Time and again, I am contacted by clients experiencing difficulty with their business partners, or fellow shareholders, and looking for a way out. The conversation usually results in a review of the company’s organizational documents. More often than not, we find the parties adopted boilerplate language in the Operating Agreement, Bylaws, or Shareholder Agreement. Many start up companies do not customize their organizational documents, due to lack of resources, blind optimism, or other reasons.

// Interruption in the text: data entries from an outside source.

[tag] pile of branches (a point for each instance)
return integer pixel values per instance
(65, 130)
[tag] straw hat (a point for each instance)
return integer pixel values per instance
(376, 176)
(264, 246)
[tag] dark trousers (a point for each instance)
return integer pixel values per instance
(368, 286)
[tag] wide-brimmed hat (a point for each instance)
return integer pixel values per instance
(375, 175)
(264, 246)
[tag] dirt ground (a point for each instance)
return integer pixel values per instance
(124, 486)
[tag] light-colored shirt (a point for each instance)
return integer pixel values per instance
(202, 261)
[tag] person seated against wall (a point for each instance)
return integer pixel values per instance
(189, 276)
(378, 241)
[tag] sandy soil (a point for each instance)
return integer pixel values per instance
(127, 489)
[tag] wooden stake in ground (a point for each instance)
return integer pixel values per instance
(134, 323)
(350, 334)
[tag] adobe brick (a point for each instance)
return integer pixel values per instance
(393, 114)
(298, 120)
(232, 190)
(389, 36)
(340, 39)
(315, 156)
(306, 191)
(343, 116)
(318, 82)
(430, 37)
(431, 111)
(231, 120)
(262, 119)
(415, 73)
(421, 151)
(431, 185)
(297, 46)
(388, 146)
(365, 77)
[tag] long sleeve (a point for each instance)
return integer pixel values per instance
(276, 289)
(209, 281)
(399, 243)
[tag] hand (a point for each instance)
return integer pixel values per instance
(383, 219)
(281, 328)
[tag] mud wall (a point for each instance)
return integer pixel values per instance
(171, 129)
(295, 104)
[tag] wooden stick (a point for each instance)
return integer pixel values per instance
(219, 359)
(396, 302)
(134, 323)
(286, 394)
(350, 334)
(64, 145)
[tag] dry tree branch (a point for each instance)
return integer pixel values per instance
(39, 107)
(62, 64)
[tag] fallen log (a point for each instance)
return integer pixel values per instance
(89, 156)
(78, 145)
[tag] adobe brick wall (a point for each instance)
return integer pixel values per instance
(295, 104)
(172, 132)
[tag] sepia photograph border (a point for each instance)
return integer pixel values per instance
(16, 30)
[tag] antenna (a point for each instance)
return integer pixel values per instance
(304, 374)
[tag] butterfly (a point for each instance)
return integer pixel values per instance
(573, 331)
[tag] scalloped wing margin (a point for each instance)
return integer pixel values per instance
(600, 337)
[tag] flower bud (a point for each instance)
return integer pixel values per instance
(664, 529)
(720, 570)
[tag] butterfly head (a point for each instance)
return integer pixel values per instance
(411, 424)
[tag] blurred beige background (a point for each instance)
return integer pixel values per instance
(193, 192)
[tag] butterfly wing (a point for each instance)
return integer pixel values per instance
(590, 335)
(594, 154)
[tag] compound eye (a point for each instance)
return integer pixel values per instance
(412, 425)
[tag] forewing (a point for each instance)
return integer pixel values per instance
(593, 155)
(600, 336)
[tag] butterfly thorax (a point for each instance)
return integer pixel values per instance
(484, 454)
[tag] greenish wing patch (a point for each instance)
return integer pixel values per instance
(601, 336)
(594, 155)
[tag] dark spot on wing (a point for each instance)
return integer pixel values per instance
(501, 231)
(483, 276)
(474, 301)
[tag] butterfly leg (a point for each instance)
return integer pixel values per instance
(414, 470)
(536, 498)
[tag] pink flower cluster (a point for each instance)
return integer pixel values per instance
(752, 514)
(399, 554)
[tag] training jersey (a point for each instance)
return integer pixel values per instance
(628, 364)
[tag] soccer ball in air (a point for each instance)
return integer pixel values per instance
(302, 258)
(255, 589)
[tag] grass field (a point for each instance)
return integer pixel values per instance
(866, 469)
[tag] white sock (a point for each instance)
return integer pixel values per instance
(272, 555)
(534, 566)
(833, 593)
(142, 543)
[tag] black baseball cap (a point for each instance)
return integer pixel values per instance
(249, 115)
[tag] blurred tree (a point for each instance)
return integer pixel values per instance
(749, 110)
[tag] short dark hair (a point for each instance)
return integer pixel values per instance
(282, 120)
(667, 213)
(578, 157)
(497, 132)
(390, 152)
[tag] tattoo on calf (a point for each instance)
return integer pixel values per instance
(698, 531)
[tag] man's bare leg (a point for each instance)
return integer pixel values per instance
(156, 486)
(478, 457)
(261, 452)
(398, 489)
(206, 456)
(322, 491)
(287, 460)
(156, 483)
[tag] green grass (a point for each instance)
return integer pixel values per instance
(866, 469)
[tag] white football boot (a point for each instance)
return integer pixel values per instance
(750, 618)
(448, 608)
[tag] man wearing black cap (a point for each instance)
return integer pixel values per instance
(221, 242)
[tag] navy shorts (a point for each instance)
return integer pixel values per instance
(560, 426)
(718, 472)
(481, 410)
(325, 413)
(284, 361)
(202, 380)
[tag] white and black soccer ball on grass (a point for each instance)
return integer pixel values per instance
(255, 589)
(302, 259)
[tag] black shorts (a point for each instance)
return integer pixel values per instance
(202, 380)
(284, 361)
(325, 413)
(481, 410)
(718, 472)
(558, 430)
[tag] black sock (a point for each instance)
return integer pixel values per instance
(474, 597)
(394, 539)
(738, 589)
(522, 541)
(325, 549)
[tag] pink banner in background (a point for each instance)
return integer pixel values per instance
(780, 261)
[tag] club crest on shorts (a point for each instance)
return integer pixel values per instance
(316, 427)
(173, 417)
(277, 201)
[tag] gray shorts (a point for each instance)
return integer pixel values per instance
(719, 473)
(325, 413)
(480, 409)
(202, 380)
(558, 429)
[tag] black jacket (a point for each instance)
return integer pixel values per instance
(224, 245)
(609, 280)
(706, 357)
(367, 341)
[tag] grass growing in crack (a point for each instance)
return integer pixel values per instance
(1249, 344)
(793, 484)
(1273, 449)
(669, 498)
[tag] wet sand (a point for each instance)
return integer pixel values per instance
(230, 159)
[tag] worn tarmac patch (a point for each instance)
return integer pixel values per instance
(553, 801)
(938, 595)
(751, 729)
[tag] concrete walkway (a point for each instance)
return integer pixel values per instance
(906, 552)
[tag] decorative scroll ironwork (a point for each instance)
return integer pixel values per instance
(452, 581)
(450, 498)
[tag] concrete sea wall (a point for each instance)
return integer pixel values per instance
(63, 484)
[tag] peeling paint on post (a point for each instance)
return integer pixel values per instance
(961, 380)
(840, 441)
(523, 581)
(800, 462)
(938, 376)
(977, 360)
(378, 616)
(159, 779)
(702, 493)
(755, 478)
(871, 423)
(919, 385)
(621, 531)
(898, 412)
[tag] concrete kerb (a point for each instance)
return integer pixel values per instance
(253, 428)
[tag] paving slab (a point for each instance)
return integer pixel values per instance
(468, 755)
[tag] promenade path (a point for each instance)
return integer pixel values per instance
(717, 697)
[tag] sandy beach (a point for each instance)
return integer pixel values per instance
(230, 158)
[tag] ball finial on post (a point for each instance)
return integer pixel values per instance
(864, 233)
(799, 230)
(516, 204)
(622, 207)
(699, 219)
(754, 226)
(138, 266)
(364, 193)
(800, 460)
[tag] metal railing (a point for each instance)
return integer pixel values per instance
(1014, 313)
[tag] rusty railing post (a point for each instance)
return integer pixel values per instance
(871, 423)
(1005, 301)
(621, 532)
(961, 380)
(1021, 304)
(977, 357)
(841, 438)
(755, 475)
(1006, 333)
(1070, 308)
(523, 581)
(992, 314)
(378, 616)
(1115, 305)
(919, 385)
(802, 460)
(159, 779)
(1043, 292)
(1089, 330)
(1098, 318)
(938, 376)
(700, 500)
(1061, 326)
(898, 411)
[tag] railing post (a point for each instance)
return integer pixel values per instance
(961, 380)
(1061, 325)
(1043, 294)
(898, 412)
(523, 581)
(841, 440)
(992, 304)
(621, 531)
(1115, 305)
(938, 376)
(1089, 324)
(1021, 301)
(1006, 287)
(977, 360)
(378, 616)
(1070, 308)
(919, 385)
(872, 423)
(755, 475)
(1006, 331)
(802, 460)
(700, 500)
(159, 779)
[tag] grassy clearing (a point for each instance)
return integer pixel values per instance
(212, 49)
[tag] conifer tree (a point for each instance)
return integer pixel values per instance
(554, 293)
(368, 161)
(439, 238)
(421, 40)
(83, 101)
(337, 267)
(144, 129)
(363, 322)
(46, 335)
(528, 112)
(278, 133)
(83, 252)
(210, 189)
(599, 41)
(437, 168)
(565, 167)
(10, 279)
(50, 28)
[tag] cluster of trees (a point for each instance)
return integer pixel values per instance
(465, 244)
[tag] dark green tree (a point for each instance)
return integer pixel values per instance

In most cases, when starting out, the parties sign the agreement, save it in a folder, and don’t look at it again until there is a problem. When they do, they inevitably find that the boilerplate (or statutory default language) that was adopted when the parties started their venture, was not followed, or did not conform to the understanding of the parties. Here are a few common clauses that can cause headaches down the road if they don’t reflect the parties actual dealings:

1. Capital Calls. Infusion of capital at the start of new entity is typically easy to agree upon. But what happens if one party invests more than the other? What happens if the company’s operating agreement has an extensive capital call provision that was not followed? The results may not be what the parties intended. It’s very important not only to understand these provisions, but also that they are clearly and articulately drafted so that they fair not only to those contributing, but also justified according to the agreement.

2. Executive Power. While an agreement may provide broad authority and allow a myriad of powers to the CEO or Manager of an LLC, parties need to be careful and not inadvertently cause a minority shareholder oppression claim. Courts have found minority shareholder oppression claims valid, even where the Executive’s power was specifically delegated for in the company’s written agreements. Ultimately the executive’s duty is owed the Company itself, and the level of authority exercised must be within the scope of that duty.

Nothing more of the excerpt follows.